Rodzina mojego męża mieszkała w innym mieście. A ponieważ mój małżonek był wojskowym, kilkakrotnie zmienialiśmy miejsce zamieszkania. I tak żyliśmy, jeżdżąc do matki męża w odwiedziny, a ona do nas.
Wtedy byłam przekonana, że teściowa jest do mnie dobrze nastawiona. Tylko zastanawiało mnie, że kiedy Oksana Nikołajewna była u nas w gościach, to zajmowała się całkowicie gotowaniem i sprzątaniem. Był nawet przypadek, gdy umyłam naczynia, a potem wchodzę po godzinie do kuchni i widzę, że Oksana Nikołajewna zmywa naczynia na nowo.
Zapytałam ją, co się stało, na co odpowiedziała, że otworzyła okno i na naczyniach osiadł kurz. Od tego czasu ciągle zmywała naczynia. Tak, wszystko mnie satysfakcjonowało. Dopóki moje dziecko było małe, kąpałam je w dziecięcej wanience. Ale potem dziecko podrosło i wanienkę odłożyłam do dziecięcej szafy, jeszcze zakryłam ją jakimiś rzeczami.

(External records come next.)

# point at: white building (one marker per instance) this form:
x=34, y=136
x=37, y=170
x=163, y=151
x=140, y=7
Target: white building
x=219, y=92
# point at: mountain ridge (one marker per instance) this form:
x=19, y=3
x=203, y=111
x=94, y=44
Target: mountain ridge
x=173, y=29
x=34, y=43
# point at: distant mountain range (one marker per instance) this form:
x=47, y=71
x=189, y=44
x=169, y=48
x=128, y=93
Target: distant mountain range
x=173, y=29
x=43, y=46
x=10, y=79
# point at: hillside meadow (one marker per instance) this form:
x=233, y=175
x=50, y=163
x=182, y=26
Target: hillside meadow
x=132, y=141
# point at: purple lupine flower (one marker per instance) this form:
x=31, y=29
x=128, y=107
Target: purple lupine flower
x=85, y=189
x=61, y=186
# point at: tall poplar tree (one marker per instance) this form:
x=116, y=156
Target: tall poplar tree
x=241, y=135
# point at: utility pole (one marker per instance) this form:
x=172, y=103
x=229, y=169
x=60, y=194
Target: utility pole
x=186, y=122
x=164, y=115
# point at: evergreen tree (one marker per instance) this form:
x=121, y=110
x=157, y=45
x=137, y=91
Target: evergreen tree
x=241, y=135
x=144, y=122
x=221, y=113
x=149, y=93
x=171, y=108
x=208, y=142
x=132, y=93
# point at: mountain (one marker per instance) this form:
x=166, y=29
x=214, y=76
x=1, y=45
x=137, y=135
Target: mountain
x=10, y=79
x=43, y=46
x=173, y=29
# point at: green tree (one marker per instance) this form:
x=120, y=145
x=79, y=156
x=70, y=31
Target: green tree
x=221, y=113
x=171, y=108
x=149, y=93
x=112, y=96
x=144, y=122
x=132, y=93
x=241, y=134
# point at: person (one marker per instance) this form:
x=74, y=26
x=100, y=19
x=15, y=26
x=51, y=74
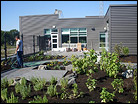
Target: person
x=49, y=44
x=19, y=52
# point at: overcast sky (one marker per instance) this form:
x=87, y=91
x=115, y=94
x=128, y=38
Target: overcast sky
x=11, y=10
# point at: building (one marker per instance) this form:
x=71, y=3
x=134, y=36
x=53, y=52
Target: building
x=118, y=25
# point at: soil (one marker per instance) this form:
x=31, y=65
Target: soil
x=52, y=67
x=102, y=81
x=129, y=58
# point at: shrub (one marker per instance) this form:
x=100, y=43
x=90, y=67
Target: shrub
x=53, y=80
x=23, y=81
x=52, y=91
x=4, y=94
x=17, y=87
x=125, y=51
x=110, y=63
x=25, y=91
x=38, y=99
x=118, y=49
x=39, y=83
x=64, y=83
x=10, y=82
x=106, y=96
x=118, y=85
x=91, y=84
x=4, y=83
x=12, y=99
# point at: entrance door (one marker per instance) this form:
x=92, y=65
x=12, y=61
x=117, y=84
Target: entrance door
x=54, y=41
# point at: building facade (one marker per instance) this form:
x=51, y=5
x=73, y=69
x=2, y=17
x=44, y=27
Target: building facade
x=118, y=25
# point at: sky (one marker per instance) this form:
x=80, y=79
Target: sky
x=11, y=10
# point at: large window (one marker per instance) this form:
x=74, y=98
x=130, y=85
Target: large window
x=102, y=39
x=65, y=38
x=73, y=39
x=46, y=31
x=82, y=40
x=65, y=30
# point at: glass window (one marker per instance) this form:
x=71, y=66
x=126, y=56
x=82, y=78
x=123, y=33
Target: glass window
x=82, y=40
x=47, y=31
x=74, y=30
x=54, y=30
x=54, y=40
x=54, y=45
x=82, y=29
x=65, y=30
x=102, y=40
x=65, y=38
x=73, y=39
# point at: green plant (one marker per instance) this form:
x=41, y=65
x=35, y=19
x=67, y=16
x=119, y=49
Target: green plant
x=125, y=51
x=12, y=99
x=91, y=84
x=106, y=96
x=38, y=99
x=57, y=67
x=25, y=91
x=51, y=90
x=23, y=81
x=75, y=91
x=4, y=94
x=64, y=83
x=38, y=83
x=10, y=82
x=91, y=101
x=118, y=85
x=110, y=63
x=118, y=49
x=41, y=52
x=53, y=80
x=135, y=83
x=4, y=83
x=17, y=87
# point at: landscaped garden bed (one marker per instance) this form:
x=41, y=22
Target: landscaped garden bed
x=95, y=83
x=6, y=65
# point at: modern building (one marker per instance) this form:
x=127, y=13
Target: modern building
x=118, y=25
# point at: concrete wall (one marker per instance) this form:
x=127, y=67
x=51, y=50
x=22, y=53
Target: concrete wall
x=35, y=25
x=123, y=26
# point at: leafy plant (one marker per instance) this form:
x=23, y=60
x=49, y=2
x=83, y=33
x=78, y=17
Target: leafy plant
x=4, y=83
x=10, y=82
x=25, y=91
x=91, y=84
x=51, y=90
x=53, y=80
x=23, y=81
x=17, y=87
x=135, y=83
x=75, y=91
x=57, y=67
x=4, y=94
x=118, y=85
x=106, y=96
x=38, y=83
x=64, y=85
x=38, y=99
x=12, y=99
x=110, y=63
x=125, y=51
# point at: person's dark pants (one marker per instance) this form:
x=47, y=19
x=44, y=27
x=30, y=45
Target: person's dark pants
x=20, y=58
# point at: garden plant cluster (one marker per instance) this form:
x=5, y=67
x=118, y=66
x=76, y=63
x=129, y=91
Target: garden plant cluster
x=84, y=67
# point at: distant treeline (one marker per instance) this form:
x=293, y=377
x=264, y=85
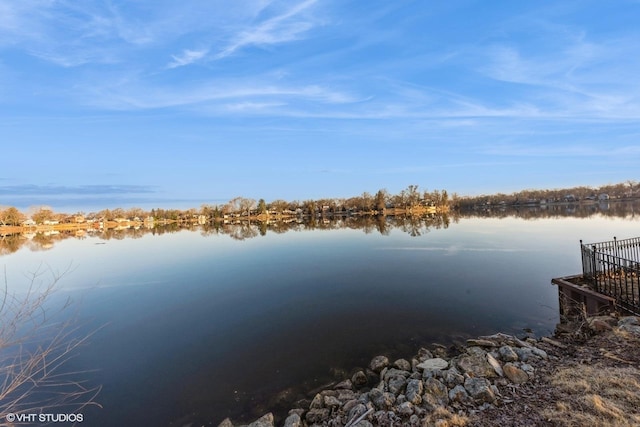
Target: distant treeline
x=408, y=201
x=627, y=190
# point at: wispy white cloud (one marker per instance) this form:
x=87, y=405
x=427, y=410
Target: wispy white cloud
x=279, y=29
x=187, y=57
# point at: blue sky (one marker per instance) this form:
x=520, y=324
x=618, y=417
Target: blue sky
x=174, y=104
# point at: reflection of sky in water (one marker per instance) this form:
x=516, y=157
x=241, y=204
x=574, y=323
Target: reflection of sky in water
x=188, y=319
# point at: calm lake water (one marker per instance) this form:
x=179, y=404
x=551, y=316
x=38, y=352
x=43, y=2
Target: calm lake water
x=201, y=327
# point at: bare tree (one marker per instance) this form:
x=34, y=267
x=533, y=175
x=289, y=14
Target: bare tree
x=36, y=341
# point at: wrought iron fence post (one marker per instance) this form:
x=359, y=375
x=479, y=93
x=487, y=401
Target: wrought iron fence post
x=594, y=269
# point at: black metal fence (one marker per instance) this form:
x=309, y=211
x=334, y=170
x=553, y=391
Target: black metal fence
x=613, y=269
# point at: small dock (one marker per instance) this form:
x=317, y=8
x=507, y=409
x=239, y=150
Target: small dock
x=610, y=279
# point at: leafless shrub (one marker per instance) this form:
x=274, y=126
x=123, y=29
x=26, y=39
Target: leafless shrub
x=37, y=339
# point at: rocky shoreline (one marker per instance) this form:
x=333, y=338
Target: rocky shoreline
x=437, y=387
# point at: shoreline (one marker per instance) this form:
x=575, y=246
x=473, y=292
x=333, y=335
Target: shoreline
x=489, y=381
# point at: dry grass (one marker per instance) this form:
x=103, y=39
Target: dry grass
x=597, y=396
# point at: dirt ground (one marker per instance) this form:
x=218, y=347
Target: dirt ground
x=590, y=379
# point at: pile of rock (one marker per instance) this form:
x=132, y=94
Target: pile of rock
x=410, y=392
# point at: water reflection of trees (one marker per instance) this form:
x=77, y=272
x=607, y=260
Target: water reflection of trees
x=243, y=230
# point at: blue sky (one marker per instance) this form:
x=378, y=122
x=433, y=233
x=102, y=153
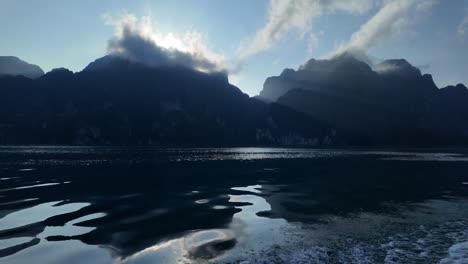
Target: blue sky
x=251, y=39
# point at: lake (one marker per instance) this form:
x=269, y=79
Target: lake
x=232, y=205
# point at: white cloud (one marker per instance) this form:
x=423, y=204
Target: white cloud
x=463, y=26
x=393, y=18
x=138, y=40
x=286, y=15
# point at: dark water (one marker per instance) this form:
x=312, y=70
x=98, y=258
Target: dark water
x=247, y=205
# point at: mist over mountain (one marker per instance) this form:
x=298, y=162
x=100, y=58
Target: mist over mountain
x=13, y=66
x=390, y=103
x=117, y=101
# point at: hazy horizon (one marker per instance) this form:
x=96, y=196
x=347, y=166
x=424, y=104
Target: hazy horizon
x=250, y=40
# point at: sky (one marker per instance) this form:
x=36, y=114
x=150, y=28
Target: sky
x=249, y=39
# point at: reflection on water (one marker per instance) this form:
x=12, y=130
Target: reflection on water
x=243, y=205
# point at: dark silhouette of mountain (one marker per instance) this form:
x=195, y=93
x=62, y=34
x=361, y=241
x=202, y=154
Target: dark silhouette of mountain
x=116, y=101
x=390, y=103
x=10, y=65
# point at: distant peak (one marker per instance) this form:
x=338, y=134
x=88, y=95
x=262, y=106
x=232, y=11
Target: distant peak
x=11, y=65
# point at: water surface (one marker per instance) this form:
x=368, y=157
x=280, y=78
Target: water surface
x=232, y=205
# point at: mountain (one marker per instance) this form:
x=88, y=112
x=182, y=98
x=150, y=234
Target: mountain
x=115, y=101
x=10, y=65
x=390, y=103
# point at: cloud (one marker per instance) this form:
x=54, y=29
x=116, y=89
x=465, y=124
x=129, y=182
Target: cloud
x=463, y=26
x=393, y=18
x=137, y=40
x=286, y=15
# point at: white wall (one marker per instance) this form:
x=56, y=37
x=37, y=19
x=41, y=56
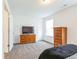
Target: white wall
x=45, y=37
x=10, y=32
x=20, y=21
x=5, y=31
x=68, y=18
x=7, y=28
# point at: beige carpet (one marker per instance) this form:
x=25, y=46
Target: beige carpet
x=28, y=51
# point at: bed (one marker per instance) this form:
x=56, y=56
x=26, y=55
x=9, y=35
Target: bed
x=63, y=52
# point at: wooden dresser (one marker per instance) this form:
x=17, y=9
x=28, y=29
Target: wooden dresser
x=27, y=38
x=60, y=36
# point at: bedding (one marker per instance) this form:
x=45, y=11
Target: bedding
x=61, y=52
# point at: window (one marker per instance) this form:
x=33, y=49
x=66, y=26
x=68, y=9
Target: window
x=49, y=28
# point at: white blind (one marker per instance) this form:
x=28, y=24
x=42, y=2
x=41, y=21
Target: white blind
x=49, y=27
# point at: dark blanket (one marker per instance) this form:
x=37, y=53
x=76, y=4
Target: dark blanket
x=61, y=52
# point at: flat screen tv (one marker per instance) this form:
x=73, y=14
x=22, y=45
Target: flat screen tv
x=27, y=29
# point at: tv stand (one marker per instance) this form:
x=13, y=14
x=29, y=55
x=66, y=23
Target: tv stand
x=27, y=38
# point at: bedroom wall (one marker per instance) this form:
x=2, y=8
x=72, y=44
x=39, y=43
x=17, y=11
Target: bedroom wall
x=68, y=18
x=7, y=30
x=20, y=21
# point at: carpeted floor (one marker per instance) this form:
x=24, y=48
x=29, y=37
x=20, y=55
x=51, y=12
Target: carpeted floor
x=28, y=51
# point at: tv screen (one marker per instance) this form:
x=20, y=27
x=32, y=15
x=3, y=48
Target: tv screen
x=27, y=29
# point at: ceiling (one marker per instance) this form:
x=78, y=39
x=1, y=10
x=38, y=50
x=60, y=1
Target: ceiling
x=36, y=8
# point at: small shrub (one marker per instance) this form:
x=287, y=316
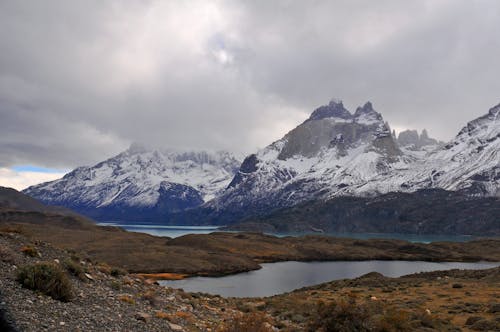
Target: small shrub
x=47, y=278
x=252, y=322
x=348, y=315
x=162, y=315
x=74, y=268
x=116, y=272
x=115, y=285
x=104, y=268
x=29, y=251
x=7, y=255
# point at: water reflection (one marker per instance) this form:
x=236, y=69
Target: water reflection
x=277, y=278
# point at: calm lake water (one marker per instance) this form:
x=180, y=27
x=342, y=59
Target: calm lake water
x=159, y=230
x=176, y=231
x=277, y=278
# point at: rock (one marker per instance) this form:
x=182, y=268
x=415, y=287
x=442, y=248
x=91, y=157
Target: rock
x=142, y=316
x=472, y=319
x=494, y=308
x=484, y=325
x=175, y=327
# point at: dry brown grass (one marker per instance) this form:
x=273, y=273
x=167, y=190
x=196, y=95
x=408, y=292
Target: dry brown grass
x=29, y=251
x=48, y=278
x=250, y=322
x=126, y=298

Minęło pół roku. Jesień. Trzeba było już wyjmować obuwie z szafy. Zaczęłam więc rozkładać rzeczy i zobaczyłam pakiet z listami. Okazuje się, że teściowa pisała listy do mojego męża na jego służbowy adres. Wyciągnęłam jeden list, potem drugi. I byłam w szoku. Pisała takie okropności o mnie!
Że jestem okropną gospodynią, że jej jest nieprzyjemnie ze mną w jednej kuchni, że po mnie wszystko poprawia, że jestem głupia i inne, że nie mam dyplomu (nie skończyłam uniwersytetu) i właśnie dlatego chwyciłam się jej syneczka, że dziecko jest nieślubne. I w tym momencie nie mogłam zrozumieć, jak ona mogła tak zrobić, to takie obłudne, uśmiechała się do mnie, a za plecami pisała takie okropności mojemu mężowi! I on to wszystko czytał, a jeszcze to gdzieś zatrzymał!
Wtedy zaczęłam myśleć, co z tym wszystkim zrobić. Zapytać męża, co to za listy? Potem wymyśliłam taki plan. Odłożyłam listy z powrotem do szafy i powiedziałam mężowi, żeby wyjął obuwie z szafy. Postanowiłam nie robić skandalu, bo wiedziałam, że to do niczego dobrego nie doprowadzi. Tylko usłyszałam, jak wyjął ten pakiet z listami i gdzieś zaniósł. Tylko dokąd?